Grilled cabbage

I’m not even kidding. I grilled cabbage. How drives a person do such a thing? Well, first, one reads a tempting post by Heidi Swanson over at 101 cookbooks about grilling fava beans and one thinks to oneself, “Heidi usually knows what she’s talking about and as nutty as it sounds to grill fava beans I bet they’re pretty good.”

Then, one attends a conference about sustainability at the Monterey Bay Aquarium and spends two days sequestered in a room with people who think a lot about a) how the planet is going to hell in a hand-basket, b) how to perhaps at least slow down if not stop the planet from going to hell in a hand-basket, or c) how to get people, at the very least, to eat more sardines and less imported farmed shrimp. As one learns that a 10 year-old has lived through the burning of a quarter of the carbon ever burned and a 22 year-old has seen one half of it used up, that breeding bluefin tuna will be gone from the Atlantic Ocean in about 3 years, and that 2020 is the new 2050 in terms of climate change and general horrific-ness* because things are moving faster than originally projected, one speaker makes an off-hand comment about pulling up a daikon radish from the field on his bio-dynamic farm and grilling it with a bit of olive oil. And, since one is, at this point, looking for something – anything – else to fixate on besides the fact that people might just be destined to keep using up resources like bacteria on a sugared petri dish, one wonders, “hmmmm, what does a grilled daikon radish taste like?”
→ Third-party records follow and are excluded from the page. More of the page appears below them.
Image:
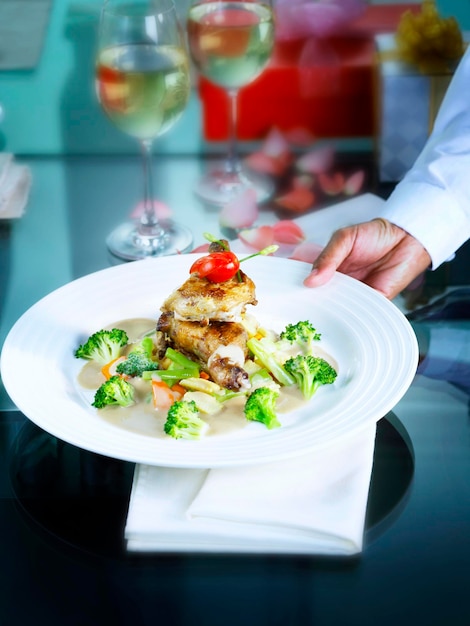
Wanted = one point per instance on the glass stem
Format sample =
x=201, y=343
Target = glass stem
x=232, y=164
x=149, y=225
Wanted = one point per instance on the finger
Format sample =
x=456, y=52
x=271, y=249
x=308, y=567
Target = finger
x=331, y=258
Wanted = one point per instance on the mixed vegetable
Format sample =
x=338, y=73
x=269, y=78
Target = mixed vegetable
x=181, y=389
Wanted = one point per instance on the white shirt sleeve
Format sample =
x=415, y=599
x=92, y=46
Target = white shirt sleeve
x=432, y=202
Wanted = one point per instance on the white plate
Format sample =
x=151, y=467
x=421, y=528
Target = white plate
x=371, y=340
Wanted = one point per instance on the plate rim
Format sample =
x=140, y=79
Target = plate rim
x=196, y=460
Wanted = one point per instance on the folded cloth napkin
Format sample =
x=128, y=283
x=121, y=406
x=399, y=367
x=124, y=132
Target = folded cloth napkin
x=312, y=503
x=15, y=183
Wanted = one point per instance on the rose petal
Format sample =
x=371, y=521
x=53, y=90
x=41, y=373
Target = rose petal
x=274, y=157
x=162, y=210
x=306, y=251
x=204, y=247
x=317, y=160
x=241, y=212
x=354, y=183
x=275, y=144
x=287, y=231
x=331, y=184
x=298, y=200
x=304, y=180
x=261, y=162
x=300, y=136
x=257, y=238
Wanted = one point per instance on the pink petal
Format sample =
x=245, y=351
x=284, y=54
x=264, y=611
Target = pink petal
x=204, y=247
x=317, y=161
x=261, y=162
x=257, y=238
x=300, y=136
x=162, y=210
x=298, y=200
x=306, y=251
x=331, y=184
x=287, y=231
x=275, y=144
x=303, y=180
x=354, y=183
x=274, y=157
x=241, y=212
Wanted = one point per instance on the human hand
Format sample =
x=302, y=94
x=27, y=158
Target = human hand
x=377, y=253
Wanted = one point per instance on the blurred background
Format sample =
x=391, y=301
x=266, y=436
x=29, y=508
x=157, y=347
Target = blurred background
x=47, y=91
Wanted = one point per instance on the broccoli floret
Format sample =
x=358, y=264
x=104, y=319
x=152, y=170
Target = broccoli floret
x=139, y=359
x=269, y=354
x=261, y=407
x=310, y=372
x=183, y=421
x=136, y=364
x=115, y=391
x=302, y=333
x=103, y=346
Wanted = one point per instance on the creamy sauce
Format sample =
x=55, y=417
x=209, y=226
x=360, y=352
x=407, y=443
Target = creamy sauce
x=144, y=419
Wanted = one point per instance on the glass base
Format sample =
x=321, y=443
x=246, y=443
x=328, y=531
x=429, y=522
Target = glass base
x=219, y=186
x=125, y=241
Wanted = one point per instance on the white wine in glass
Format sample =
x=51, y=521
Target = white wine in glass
x=231, y=44
x=143, y=86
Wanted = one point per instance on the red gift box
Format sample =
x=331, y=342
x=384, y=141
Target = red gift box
x=322, y=86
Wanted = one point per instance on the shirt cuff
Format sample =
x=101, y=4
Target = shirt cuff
x=431, y=215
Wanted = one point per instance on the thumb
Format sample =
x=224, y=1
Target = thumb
x=328, y=261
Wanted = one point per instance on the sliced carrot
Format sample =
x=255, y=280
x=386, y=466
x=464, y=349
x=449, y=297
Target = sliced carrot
x=178, y=391
x=163, y=396
x=109, y=369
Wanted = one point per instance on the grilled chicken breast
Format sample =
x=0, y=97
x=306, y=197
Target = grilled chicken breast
x=199, y=300
x=219, y=347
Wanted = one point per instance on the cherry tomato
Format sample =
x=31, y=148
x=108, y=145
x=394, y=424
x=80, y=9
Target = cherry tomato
x=216, y=267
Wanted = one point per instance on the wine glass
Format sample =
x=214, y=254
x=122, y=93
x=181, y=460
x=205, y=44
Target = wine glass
x=143, y=86
x=230, y=43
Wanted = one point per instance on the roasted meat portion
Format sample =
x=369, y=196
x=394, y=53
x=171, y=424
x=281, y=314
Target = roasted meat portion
x=199, y=300
x=219, y=347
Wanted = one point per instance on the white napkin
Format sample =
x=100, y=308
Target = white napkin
x=15, y=183
x=310, y=504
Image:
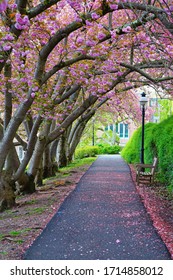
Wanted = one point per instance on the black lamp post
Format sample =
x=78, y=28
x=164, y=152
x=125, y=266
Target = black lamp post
x=143, y=101
x=93, y=131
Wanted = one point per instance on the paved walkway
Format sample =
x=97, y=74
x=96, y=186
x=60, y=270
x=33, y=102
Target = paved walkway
x=103, y=218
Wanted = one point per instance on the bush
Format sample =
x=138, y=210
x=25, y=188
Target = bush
x=89, y=151
x=158, y=142
x=108, y=149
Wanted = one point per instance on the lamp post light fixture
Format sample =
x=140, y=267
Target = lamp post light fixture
x=143, y=101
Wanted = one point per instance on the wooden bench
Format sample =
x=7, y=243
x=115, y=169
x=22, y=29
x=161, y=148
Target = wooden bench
x=143, y=176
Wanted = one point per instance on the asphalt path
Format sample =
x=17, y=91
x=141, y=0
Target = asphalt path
x=102, y=219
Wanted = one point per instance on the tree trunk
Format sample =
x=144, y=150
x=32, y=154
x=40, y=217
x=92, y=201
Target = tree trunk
x=7, y=188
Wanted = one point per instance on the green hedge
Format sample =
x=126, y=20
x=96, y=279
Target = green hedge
x=108, y=149
x=88, y=151
x=158, y=142
x=91, y=151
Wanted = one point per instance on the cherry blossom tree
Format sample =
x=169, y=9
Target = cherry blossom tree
x=61, y=60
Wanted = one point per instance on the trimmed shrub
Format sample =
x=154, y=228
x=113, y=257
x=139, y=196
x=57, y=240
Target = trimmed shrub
x=108, y=149
x=158, y=142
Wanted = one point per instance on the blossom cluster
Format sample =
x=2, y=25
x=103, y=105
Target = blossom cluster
x=21, y=22
x=3, y=5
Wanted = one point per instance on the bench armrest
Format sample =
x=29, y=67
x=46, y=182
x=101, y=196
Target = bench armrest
x=142, y=165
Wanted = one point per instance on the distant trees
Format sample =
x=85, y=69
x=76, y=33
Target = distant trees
x=62, y=60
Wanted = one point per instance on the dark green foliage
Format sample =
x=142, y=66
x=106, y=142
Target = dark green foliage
x=91, y=151
x=108, y=149
x=88, y=151
x=158, y=142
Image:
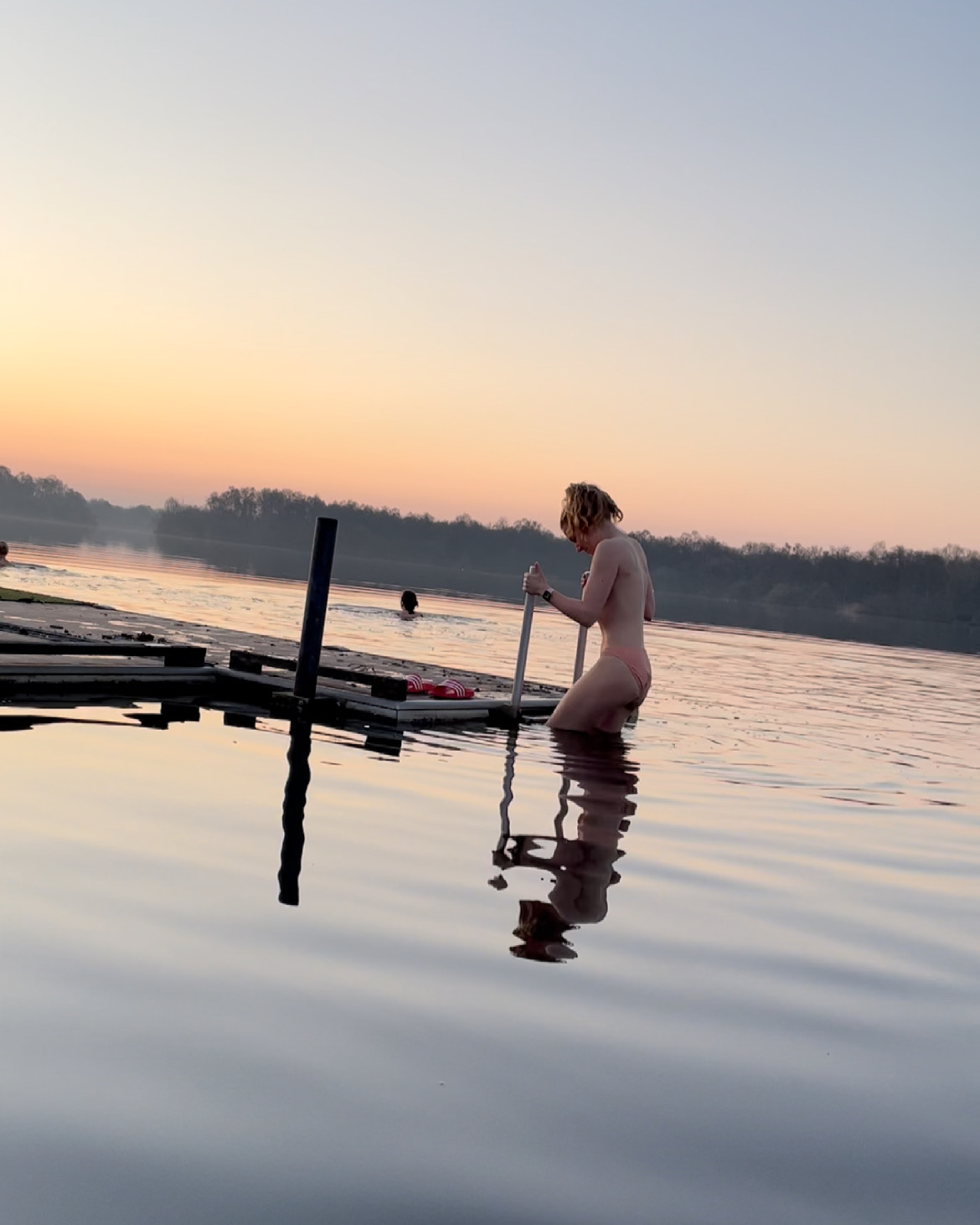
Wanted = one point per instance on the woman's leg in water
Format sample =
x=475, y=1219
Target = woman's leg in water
x=599, y=700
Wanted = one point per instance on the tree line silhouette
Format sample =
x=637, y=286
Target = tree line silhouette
x=42, y=498
x=898, y=582
x=905, y=583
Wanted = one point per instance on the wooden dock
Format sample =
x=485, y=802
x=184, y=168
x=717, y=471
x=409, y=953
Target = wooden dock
x=43, y=670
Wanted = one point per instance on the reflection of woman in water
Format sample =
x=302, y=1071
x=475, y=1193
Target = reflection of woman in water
x=619, y=596
x=580, y=866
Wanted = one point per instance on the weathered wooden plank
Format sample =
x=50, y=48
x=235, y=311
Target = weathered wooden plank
x=395, y=689
x=173, y=655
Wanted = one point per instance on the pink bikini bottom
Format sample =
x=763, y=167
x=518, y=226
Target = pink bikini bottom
x=638, y=664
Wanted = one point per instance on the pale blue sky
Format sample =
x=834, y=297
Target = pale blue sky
x=740, y=239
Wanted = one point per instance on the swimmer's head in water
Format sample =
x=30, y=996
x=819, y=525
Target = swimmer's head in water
x=585, y=507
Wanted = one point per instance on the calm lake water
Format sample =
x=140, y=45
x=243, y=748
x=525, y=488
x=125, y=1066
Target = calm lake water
x=725, y=972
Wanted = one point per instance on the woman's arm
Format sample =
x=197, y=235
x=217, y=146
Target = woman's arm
x=649, y=604
x=601, y=576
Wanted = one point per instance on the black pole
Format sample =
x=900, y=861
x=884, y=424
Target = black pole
x=317, y=589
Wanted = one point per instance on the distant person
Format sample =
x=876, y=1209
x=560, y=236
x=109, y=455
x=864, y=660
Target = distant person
x=619, y=596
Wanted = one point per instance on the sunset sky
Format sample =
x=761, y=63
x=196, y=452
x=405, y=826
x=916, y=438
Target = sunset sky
x=444, y=255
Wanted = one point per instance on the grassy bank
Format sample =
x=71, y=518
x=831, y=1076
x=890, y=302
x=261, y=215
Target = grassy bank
x=15, y=596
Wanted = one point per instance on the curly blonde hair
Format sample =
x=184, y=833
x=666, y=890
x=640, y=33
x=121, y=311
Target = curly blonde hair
x=583, y=507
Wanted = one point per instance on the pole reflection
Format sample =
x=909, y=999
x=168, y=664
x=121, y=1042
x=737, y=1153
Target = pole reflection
x=582, y=866
x=294, y=805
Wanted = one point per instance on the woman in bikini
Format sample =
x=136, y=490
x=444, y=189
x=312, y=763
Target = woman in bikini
x=616, y=593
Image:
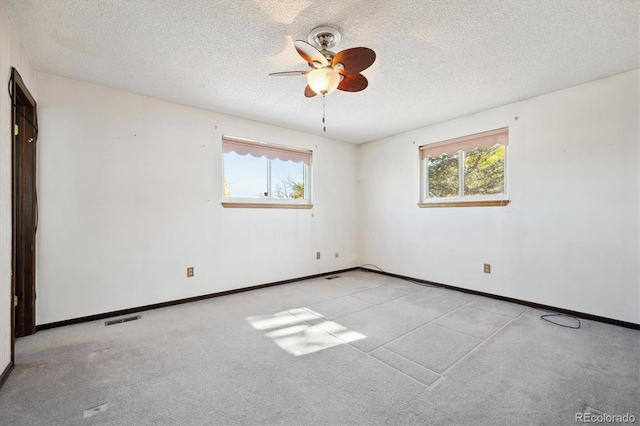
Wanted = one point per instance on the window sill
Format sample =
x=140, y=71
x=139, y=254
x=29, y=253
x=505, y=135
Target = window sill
x=233, y=205
x=468, y=203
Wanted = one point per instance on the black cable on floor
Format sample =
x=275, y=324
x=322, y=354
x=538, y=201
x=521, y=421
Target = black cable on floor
x=544, y=317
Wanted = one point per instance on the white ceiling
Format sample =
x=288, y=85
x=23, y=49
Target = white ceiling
x=436, y=60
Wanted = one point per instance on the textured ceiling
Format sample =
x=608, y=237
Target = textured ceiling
x=436, y=60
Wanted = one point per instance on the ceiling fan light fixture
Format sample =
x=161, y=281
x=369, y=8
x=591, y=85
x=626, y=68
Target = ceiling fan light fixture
x=323, y=80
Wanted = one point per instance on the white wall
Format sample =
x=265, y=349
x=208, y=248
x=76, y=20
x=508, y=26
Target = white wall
x=12, y=54
x=568, y=239
x=130, y=192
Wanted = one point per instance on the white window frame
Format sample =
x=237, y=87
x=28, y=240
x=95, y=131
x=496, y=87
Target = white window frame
x=501, y=199
x=257, y=202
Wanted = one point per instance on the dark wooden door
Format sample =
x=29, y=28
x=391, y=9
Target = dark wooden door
x=24, y=208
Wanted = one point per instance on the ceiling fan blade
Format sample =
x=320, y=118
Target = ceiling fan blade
x=355, y=60
x=308, y=92
x=353, y=83
x=288, y=73
x=310, y=53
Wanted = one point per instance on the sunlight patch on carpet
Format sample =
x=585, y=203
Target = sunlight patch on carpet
x=292, y=331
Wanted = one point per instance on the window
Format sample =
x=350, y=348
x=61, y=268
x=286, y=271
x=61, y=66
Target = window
x=265, y=175
x=466, y=171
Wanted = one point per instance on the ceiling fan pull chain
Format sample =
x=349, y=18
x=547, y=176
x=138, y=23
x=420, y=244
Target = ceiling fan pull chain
x=324, y=127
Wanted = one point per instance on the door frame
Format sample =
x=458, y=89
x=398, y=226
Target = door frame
x=20, y=94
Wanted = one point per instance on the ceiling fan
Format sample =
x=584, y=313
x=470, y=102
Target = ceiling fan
x=330, y=71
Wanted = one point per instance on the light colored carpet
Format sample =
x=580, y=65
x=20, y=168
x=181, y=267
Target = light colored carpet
x=361, y=349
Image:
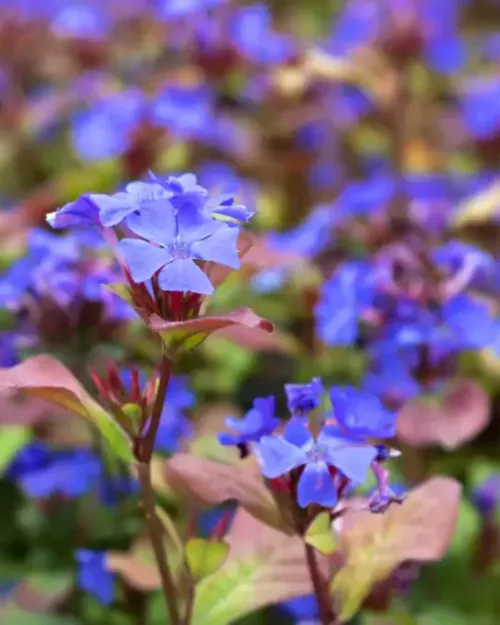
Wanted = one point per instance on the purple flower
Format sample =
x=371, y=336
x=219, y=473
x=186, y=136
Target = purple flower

So one asks the person next to them if they’ve ever grilled a daikon. The answer is no, but that person, it ends up, is also pretty intrigued by Heidi’s grilled fava beans.

And one goes home, and it’s hot in San Francisco, and using the stove or oven or any other heat-making device in the house seems like a bad idea, but, after three days of conference food and rich chefy offerings, cooking one’s own food seems like a good idea. So the grill gets fired up and the fact that a person can grill pretty much anything (i.e. fava beans, daikon radish) is right there, at the top of one’s mind fully and completely available for consideration. So one takes a cabbage, removes the outer leaves, cuts it into 8 wedges, puts them on skewers, brushes them with olive oil, sprinkles them with salt, and grills them until they have lovely charred edges, with some soft and tender leaves and some still somewhat crunchy salad-like leaves.

* Many thanks to Sam over at Chewswise for his post about the positive changes that are happening, the glimmers of hope that are shifts in consumer preferences that came out at the conference. Remembering that how we at and the food choices we make can all make a difference is part and parcel of how I sleep at night.